Every year I write about 9/11 on the anniversary. It's my way of remembering that day.

I like what Michael Roth, President of Wesleyan University, has to say about the value of remembering:

But on this 10th anniversary of 9/11 let us also simply acknowledge the claim that our painful memories still have on us. Let us recognize with piety that we still carry the traces of those traumatic events with us, and that we acknowledge their importance to us without trying to use them.

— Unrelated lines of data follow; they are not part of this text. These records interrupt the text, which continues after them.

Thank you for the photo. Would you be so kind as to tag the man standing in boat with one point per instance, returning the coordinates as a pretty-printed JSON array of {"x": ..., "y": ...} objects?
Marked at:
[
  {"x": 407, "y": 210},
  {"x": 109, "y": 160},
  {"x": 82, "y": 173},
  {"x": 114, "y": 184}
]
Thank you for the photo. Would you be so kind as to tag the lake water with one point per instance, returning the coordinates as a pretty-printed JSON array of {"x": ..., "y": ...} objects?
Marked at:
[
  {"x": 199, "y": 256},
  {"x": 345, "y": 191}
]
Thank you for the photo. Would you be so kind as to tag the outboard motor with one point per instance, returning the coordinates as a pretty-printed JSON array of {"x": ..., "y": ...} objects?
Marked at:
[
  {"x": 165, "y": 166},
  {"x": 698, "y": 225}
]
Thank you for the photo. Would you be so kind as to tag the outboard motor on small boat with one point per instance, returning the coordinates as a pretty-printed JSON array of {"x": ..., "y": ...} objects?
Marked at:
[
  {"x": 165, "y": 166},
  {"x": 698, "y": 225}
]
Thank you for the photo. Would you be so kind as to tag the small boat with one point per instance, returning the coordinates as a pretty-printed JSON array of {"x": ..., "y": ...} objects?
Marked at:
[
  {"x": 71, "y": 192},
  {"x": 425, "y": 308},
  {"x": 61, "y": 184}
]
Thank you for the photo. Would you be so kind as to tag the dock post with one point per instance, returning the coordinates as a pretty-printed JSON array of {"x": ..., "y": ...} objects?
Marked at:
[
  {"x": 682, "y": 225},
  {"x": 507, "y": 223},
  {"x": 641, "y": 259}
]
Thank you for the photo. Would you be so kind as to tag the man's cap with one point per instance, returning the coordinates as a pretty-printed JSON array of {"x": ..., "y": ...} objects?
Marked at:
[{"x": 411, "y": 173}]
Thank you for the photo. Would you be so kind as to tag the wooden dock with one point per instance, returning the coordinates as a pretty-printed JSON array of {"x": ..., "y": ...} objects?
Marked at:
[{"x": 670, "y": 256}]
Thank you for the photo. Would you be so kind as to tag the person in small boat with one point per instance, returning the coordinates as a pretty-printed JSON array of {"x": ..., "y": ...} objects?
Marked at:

I'm watching the television coverage of the 9/11 services at the World Trade Memorial as I write this. Seeing the young men and women talking about the parents they lost that day reminds me that a decade is a long time. Like them, our kids were children on 9/11 and they are young adults now. The Gotham Gal wrote this today:

Going on the subway the day after the towers came down because I thought it was important that we didn't let this event change the way we live in our city.  There were tons of cops down there.  Josh went up to one of them and asked if they caught the bad guys yet.  He answered, not yet son but we will, we will.

Josh was five then. He's fifteen now. And the policeman in the subway was right. We did "catch the bad guys." For me, that fact is a bit of necessary closure.

And the beautiful memorial at ground zero is also a bit of necessary closure. The hole in the ground lasted a decade. And now it is filled and will be a memorial forever more.

I'm feeling less pain and a more closure this day. Time heals all wounds it seems. But it should not fade the memories and remembering is one way to make sure it doesn't.